Les espoirs d’un accord de paix avec l’Iran se sont dissipés dimanche, augmentant le risque que la crise énergétique mondiale ne s’éternise et obligeant les États-Unis à réfléchir aux opérations militaires visant à rouvrir le détroit d’Ormuz.
Les contrats à terme liés à la moyenne industrielle du Dow Jones ont chuté de 200 factors, soit 0,40 %. Les contrats à terme sur le S&P 500 ont baissé de 0,33 % et ceux sur le Nasdaq de 0,28 %.
Les contrats à terme sur le pétrole américain ont augmenté de 2,7% à 97,97 {dollars} le baril, tandis que le brut Brent a grimpé de 2,7% à 104,01 {dollars}. L’or a chuté de 0,76% à 4 695 {dollars} l’as soon as.
Le greenback américain a augmenté de 0,2% par rapport à l’euro et de 0,14% par rapport au yen. Le rendement du Trésor à 10 ans est resté secure à 4,36 %.
Dimanche, l’Iran a répondu à l’offre de cessez-le-feu américaine, affirmant que les négociations devaient se concentrer sur la fin définitive de la guerre sur tous les fronts, y compris au Liban.
Des sources ont également déclaré au Wall Road Journal que l’Iran proposait de rouvrir progressivement le détroit à mesure que les États-Unis lèvent leur blocus naval.
Alors que les questions nucléaires seraient négociées dans un délai de 30 jours, Téhéran a rejeté les demandes de démantèlement de ses installations nucléaires et de suspension de l’enrichissement de l’uranium pendant 20 ans, indique le rapport. L’Iran a également demandé la libération de ses fonds gelés à l’étranger.

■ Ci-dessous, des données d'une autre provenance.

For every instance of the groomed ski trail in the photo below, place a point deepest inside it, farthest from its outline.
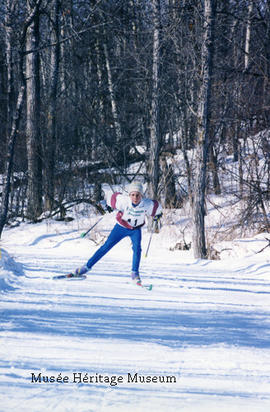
(203, 324)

Trump a rapidement qualifié la réponse iranienne de « totalement inacceptable », sans faire état de propositions spécifiques. Il avait auparavant accusé Téhéran de « jouer à des jeux » avec les États-Unis pendant près de 50 ans, mais avait ajouté : « Ils ne riront plus ! »
Les analystes ont souligné que la place de l’Iran a peu changé, ce qui indique que les dirigeants estiment qu’ils ont le dessus et ne sont pas disposés à bouger.
À moins que le détroit d’Ormuz ne s’ouvre bientôt, les shares mondiaux de pétrole commenceront bientôt à atteindre des niveaux extrêmement bas et déclencheront une flambée des prix.
La semaine dernière, Trump a tenté de sortir de l’deadlock en annonçant un effort militaire pour guider les navires commerciaux hors du golfe Persique. Quelques navires ont traversé le détroit alors que les destroyers américains repoussaient les attaques iraniennes. Mais moins de deux jours plus tard, il a suspendu le projet Freedom.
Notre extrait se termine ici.